GEVO: Memory-Efficient Monocular Visual Odometry Using Gaussians
Dasong Gao, Peter Zhi Xuan Li, Vivienne Sze, Sertac Karaman
TL;DR
GEVO tackles memory and energy limitations in monocular GS-based SLAM by rendering past views from a compact Gaussian map instead of storing numerous images, thereby mitigating memory overhead on mobile devices. It introduces occupancy-preserving initialization to prune occlusions and consistency-aware optimization to prevent overfitting, enabling high-fidelity maps despite not retraining on stored past imagery. Across Replica and TUM-RGBD datasets, GEVO achieves comparable rendering and localization accuracy while reducing overhead to about 58 MB, up to 94x lower than prior methods, making GS-based SLAM feasible on energy-constrained platforms. The approach paves the way for real-time, dense, photo-realistic mapping on devices with tight memory budgets, balancing fidelity and practicality for AR/VR and mobile robotics.
Abstract
Constructing a high-fidelity representation of the 3D scene using a monocular camera can enable a wide range of applications on mobile devices, such as micro-robots, smartphones, and AR/VR headsets. On these devices, memory is often limited in capacity and its access often dominates the consumption of compute energy.
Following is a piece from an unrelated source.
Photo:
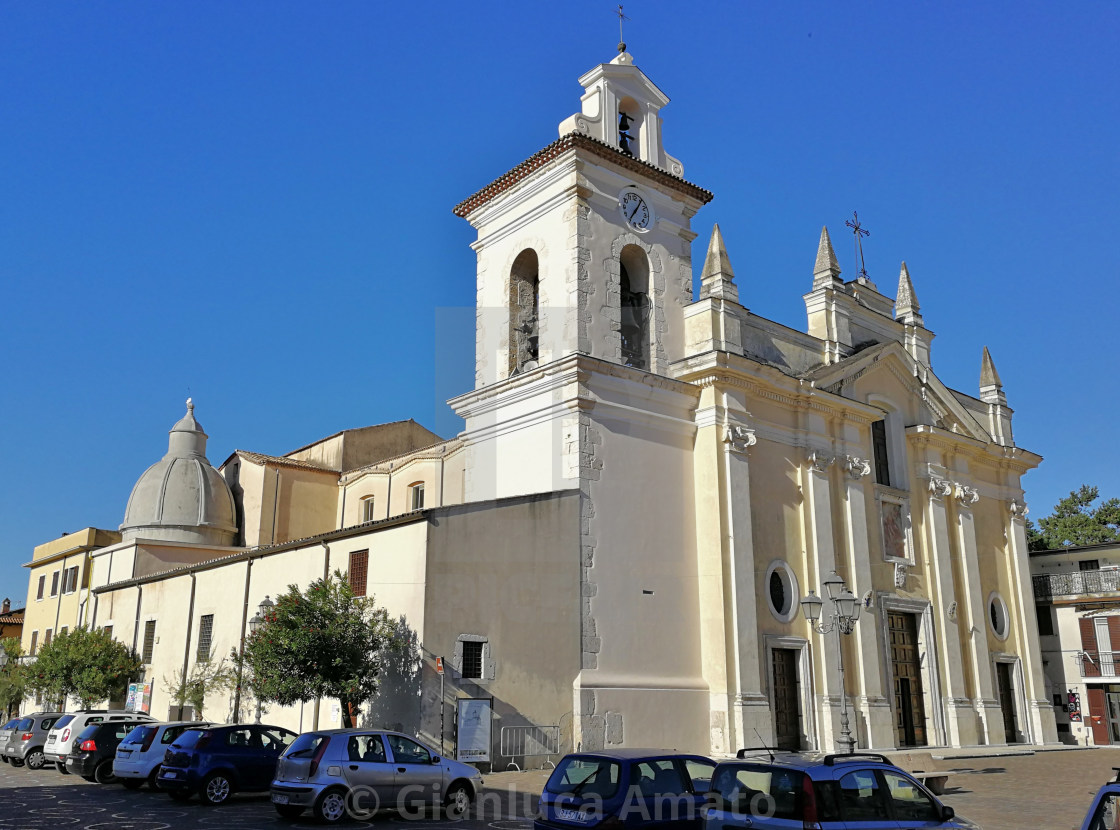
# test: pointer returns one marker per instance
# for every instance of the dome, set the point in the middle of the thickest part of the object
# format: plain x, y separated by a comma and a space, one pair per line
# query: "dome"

Although Gaussian Splatting (GS) allows for high-fidelity reconstruction of 3D scenes, current GS-based SLAM is not memory efficient as a large number of past images is stored to retrain Gaussians for reducing catastrophic forgetting. These images often require two-orders-of-magnitude higher memory than the map itself and thus dominate the total memory usage. In this work, we present GEVO, a GS-based monocular SLAM framework that achieves comparable fidelity as prior methods by rendering (instead of storing) them from the existing map. Novel Gaussian initialization and optimization techniques are proposed to remove artifacts from the map and delay the degradation of the rendered images over time. Across a variety of environments, GEVO achieves comparable map fidelity while reducing the memory overhead to around 58 MBs, which is up to 94x lower than prior works.